Hundreds of millions of people were unable to access Facebook, Instagram and WhatsApp for more than six hours on Monday, underscoring the world’s reliance on platforms owned by the Silicon Valley giant.
But what actually caused the outage?
What does Facebook say happened?
In an apologetic blog post, Santosh Janardhan, Facebook’s vice president of infrastructure, said that “configuration changes on the backbone routers that coordinate network traffic between our data centres caused issues that interrupted this communication”.
Can you explain that in plain English?
Cyber experts think the problem boils down to something called BGP, or Border Gateway Protocol — the system the internet uses to pick the quickest route to move packets of information around.
Sami Slim of data centre company Telehouse compared BGP to “the internet equivalent of air traffic control”.
In the same way that air traffic controllers sometimes make changes to flight schedules, “Facebook did an update of these routes,” Slim said.
But this update contained a crucial error.
It’s not yet clear how or why, but Facebook’s routers essentially sent a message to the internet announcing that the company’s servers no longer existed.
Why did it take so long to fix the problem?
Experts say Facebook’s technical infrastructure is unusually reliant on its own systems — and that proved disastrous on Monday.
After Facebook sent the fateful routing update, its engineers got locked out of the system that would allow them to communicate that the update had, in fact, been an error.
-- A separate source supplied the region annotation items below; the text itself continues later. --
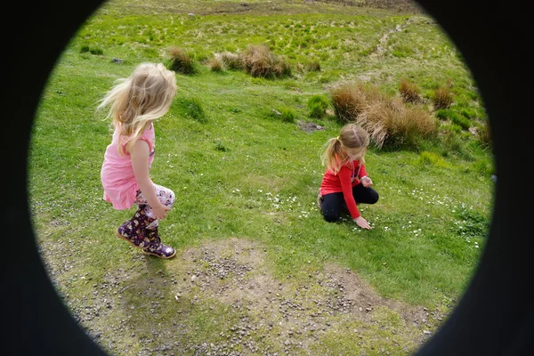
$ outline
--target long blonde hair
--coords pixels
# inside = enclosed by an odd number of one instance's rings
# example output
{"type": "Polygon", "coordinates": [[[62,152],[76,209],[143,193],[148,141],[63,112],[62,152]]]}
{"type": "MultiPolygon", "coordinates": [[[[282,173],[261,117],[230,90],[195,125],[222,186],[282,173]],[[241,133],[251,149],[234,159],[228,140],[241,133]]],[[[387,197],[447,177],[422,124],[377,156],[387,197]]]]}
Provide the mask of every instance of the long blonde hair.
{"type": "MultiPolygon", "coordinates": [[[[351,160],[344,149],[365,150],[368,145],[368,133],[359,125],[347,124],[342,127],[339,136],[329,139],[323,146],[321,163],[336,174],[351,160]]],[[[365,163],[364,156],[360,158],[360,162],[365,163]]]]}
{"type": "Polygon", "coordinates": [[[115,130],[124,136],[118,145],[120,154],[125,153],[124,142],[127,142],[129,151],[146,125],[167,113],[176,90],[174,72],[162,63],[141,63],[129,77],[116,80],[96,109],[109,107],[106,118],[112,117],[115,130]]]}

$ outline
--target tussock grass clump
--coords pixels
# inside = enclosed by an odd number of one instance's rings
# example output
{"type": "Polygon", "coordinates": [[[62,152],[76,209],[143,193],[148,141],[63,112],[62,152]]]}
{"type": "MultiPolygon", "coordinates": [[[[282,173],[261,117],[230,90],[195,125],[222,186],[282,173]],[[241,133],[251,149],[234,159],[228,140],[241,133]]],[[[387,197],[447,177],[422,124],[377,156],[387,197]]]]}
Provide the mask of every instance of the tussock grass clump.
{"type": "Polygon", "coordinates": [[[308,99],[308,109],[310,109],[310,117],[321,118],[327,114],[329,102],[324,95],[312,95],[308,99]]]}
{"type": "Polygon", "coordinates": [[[182,49],[174,46],[169,49],[168,69],[182,74],[193,74],[196,72],[193,60],[182,49]]]}
{"type": "Polygon", "coordinates": [[[354,121],[358,115],[373,102],[382,101],[382,93],[376,85],[360,81],[344,82],[330,91],[334,112],[342,123],[354,121]]]}
{"type": "Polygon", "coordinates": [[[356,122],[369,133],[378,148],[417,148],[421,140],[437,134],[438,123],[428,111],[405,106],[395,97],[371,104],[356,122]]]}
{"type": "Polygon", "coordinates": [[[306,63],[306,70],[308,70],[309,72],[320,72],[320,62],[319,61],[312,61],[306,63]]]}
{"type": "Polygon", "coordinates": [[[452,92],[450,88],[447,85],[442,85],[436,88],[432,96],[432,101],[435,109],[447,109],[452,104],[452,92]]]}
{"type": "Polygon", "coordinates": [[[486,149],[490,149],[493,146],[493,141],[491,139],[491,131],[490,129],[490,124],[485,121],[477,132],[478,139],[486,149]]]}
{"type": "Polygon", "coordinates": [[[399,92],[404,102],[417,103],[422,100],[421,88],[408,79],[400,80],[399,92]]]}
{"type": "Polygon", "coordinates": [[[275,55],[266,45],[249,45],[241,54],[245,70],[255,77],[281,77],[291,75],[289,61],[275,55]]]}
{"type": "Polygon", "coordinates": [[[422,139],[437,134],[438,121],[416,105],[407,105],[400,95],[391,96],[374,85],[344,83],[331,92],[337,117],[356,122],[377,148],[417,148],[422,139]]]}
So they couldn’t fix the problem.
“Normally it’s good not to put all your eggs in one basket,” said Pierre Bonis of AFNIC, the association that manages domain names in France.
“For security reasons, Facebook has had to very strongly concentrate its infrastructure,” he said.
“That streamlines things on a daily basis — but because everything is in the same place, when that place has a problem, nothing works.”
The knock-on effects of the shutdown included some Facebook employees being unable to even enter their buildings because their security badges no longer worked, further slowing the response.
Is this unprecedented?
Social media outages are not uncommon: Instagram alone has experienced more than 80 in the past year in the United States, according to website builder ToolTester.
This week’s Facebook outage was rare in its length and scale, however.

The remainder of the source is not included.